As a certified financial planner, Ryan Colwell has found a way to turn a profit while saving the world at the same time

Ryan Colwell joined the financial services industry out of necessity. His fiancée (now wife) was going back to school, and he needed a job to support the two of them – and, really, any job would do.
 
“I figured I’d pack boxes or drive a forklift; it was just a one-year thing,” Colwell says. “But an advisor at Financial Concept Group hired me as a marketing assistant – I didn’t know what an RRSP stood for at the time!”
 
Colwell was paid enough to support his small family, and he figured he could keep it up for just one year, even if that meant taking the Canadian Securities course at the behest of his boss.
 
“It was the hardest course I had ever taken – and I loved it,” Colwell says. “So I haven’t really left the industry.”
 
Despite graduating from the University of Toronto with an arts degree, Colwell was always good at math and saving money. “That was the kind of thing I was predisposed to, and the course was just formal training,” he says. “I had closed my mind to those things because I was focused on the arts.”
 
Now, as a certified financial planner, Colwell has stayed in the business because of his passion for the industry – but the lifestyle it affords him and his family certainly helps, too.
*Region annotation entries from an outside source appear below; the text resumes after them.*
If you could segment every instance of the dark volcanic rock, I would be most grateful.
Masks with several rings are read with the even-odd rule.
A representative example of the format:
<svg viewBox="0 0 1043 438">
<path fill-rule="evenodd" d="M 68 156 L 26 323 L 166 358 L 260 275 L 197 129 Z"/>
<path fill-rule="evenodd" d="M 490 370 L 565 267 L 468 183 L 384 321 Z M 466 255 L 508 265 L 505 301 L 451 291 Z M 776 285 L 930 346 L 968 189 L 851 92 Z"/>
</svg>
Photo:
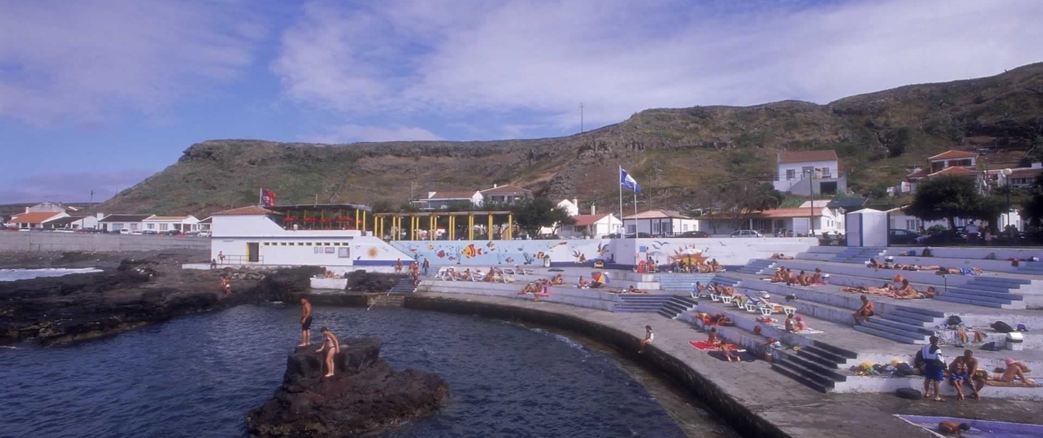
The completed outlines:
<svg viewBox="0 0 1043 438">
<path fill-rule="evenodd" d="M 250 434 L 261 437 L 343 437 L 401 424 L 440 407 L 448 385 L 436 374 L 395 372 L 380 358 L 379 338 L 341 341 L 336 374 L 323 378 L 318 345 L 298 347 L 286 361 L 283 385 L 246 414 Z"/>
</svg>

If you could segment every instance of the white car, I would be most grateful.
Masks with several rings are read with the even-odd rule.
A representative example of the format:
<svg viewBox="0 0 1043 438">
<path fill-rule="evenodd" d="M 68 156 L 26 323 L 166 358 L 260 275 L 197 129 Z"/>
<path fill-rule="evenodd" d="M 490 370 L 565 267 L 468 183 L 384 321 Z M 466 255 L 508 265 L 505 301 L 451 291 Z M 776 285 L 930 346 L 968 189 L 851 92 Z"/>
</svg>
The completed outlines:
<svg viewBox="0 0 1043 438">
<path fill-rule="evenodd" d="M 763 237 L 760 233 L 754 232 L 752 229 L 739 229 L 731 234 L 731 237 Z"/>
</svg>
Improving technology means Colwell can work from almost anywhere, giving him the flexibility to travel with his family. Two years ago, he took a two-month vacation across Canada with his wife and two sons, keeping his business thriving with a cell phone, a laptop and a portable printer.
 
“We worked along the way, whether we were in Dinosaur Provincial Park in Alberta or in Glacier National Park in BC,” he says. “We were able to keep up with client requests and even have some client meetings along the way.”
 
Social responsibility
Colwell also appreciates that the business gives him the freedom to work with one of the charities he supports – especially since that do-good lifestyle also complements his work. Colwell is a member of the Responsible Investment Association. The association is made up of fund managers, pension managers, endowment funds and financial advisors who have an interest in socially responsible investing.
 
“If you could buy fair-trade coffee for the same price as Nabob, why wouldn’t you?” he says. “I see socially responsible investing as a substitute to traditional mutual funds with similar performance, risk and fees, with the extra bonus of doing good for the world.”
 
Colwell says the financials are always paramount when choosing a fund, be it a socially responsible one or otherwise. But socially responsible funds differ in that they exclude certain industries, such as weapons, tobacco and uranium. Others won’t include porn, alcohol or oil companies.
 
These funds then choose the better of each category for the portfolio. For instance, he says some funds might invest in Suncor – a company that accepts climate change and is working toward reducing its carbon footprint – but might not invest in Exxon, which helped fund the campaign to debunk the science of climate change.
 
“The most exciting part is what many socially responsible funds do is, after they’ve built their portfolios – no weapons, no nukes, no smoking and often no oil – they will actively engage those companies whose shares they do own and try to push them toward being even more progressive in their sector,” Colwell says. “They can also file shareholder resolutions to force issues onto the agendas of annual general meetings – and all the while you’re profiting from the gains.”
 
The idea that a socially responsible investment can also be a profitable one is hard for some people to grasp, but Colwell often pulls out a quote about the importance of buying local, taking the bus and being a vegetarian. While most people guess the quote is from an environmental book, it’s actually from Financial Planning for Dummies.
 
“I actually bought this book the day I got hired – that’s not where my training ended; I have a CFP now,” he says. “But I kept the book for that page. I think it’s perfect … and it perfectly sums up what my practice is about – doing good and saving or making money at the same time.”